The tebentafusp has earned a breakthrough designation for ocular cancer. The company is planning regulatory filings in the U.S. later this year and in Europe thereafter.
Recently, tebentafusp earned a breakthrough designation.
Hot on the heels of its $297 million IPO earlier this month, British T cell receptor company Immunocore announced a U.S. Food and Drug Administration (FDA) Breakthrough Therapy Designation for its lead asset tebentafusp, currently in Phase III testing for a rare ocular melanoma. The company is planning regulatory filings in the U.S. later this year and in Europe thereafter.
Last year, Immunocore announced positive interim data for its Phase III trial in metastatic uveal melanoma (mUM) for tebentafusp, which is a soluble gp100-targeting T-cell receptor fused to an anti-CD3 single-chain variable fragment. The bispecific improved overall survival compared with the investigator’s choice of therapy, in most cases Merck & Co’s Keytruda. Keytruda is approved for cutaneous forms of metastatic melanoma and is regularly used to treat mUM, but no drug has been approved specifically for the rare subtype, and it has only shown efficacy for a limited number of responders in small clinical trials.
The new FDA designation means tebentafusp will remain in FDA’s Fast Track program and represents a commitment to rolling and priority drug reviews for HLA-A*02:01-positive adults with unresectable uveal melanoma or mUM. Immunocore intends to file a Biologics License Application in Q3, upon completion of its Phase III study, followed by a Marketing Authorization Application submission to the European Medicines Agency. The drug also has the Promising Innovative Medicine designation under the UK Early Access to Medicines Scheme.
“There is an urgent need for an approved treatment for this rare and aggressive form of melanoma,” said Bahija Jallal, Immunocore’s CEO. “We look forward to continuing to work with regulators to bring tebentafusp to patients as quickly as possible.” The company estimates no drug has been approved for mUM in 40 years.

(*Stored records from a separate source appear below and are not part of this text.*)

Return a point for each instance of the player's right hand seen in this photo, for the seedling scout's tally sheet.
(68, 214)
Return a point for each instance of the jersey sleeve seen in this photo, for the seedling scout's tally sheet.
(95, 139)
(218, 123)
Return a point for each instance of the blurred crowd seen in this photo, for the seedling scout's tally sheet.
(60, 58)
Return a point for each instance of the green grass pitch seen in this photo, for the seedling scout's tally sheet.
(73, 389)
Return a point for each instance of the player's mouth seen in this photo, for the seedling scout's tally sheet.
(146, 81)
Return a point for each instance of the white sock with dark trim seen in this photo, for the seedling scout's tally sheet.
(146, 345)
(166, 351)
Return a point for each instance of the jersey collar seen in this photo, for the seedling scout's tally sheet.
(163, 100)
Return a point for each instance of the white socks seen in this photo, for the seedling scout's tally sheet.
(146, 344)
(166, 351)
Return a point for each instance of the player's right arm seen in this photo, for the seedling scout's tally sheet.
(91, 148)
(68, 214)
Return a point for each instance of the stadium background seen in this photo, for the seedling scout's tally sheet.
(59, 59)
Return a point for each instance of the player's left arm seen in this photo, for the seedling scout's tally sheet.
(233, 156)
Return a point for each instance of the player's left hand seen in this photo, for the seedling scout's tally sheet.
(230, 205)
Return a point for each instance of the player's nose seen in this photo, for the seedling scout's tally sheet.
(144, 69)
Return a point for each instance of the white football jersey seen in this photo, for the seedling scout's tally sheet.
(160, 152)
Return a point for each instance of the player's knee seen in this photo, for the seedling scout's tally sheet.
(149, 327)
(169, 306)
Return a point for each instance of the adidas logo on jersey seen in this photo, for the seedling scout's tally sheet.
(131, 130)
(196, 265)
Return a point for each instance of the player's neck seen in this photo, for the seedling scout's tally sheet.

Although rare–diagnosed in about 2,500 patients in the U.S. each year–uveal melanoma is malignant in about half of all patients, making it the most common ocular malignancy in adults. At least four other companies have therapies in clinical development for mUM. Tebentafusp’s leading competitor is AU-011, a virus-like drug conjugate by Aura Biosciences that begun dosing patients in a Phase II trial last year. Replimmune has RP2-001 in Phase I/II testing as a monotherapy in immune insensitive tumor types, including uveal melanoma patients. And two companies–Provectus Biopharmaceuticals and Ideaya Biosciences–have therapies in Phase I testing in combination with checkpoint inhibitors.
Immunocore also has three other T-cell receptor bispecifics in clinical testing for a range of tumors, and similar virus-targeting platform, with a candidate in Phase I testing in Hepatitis B.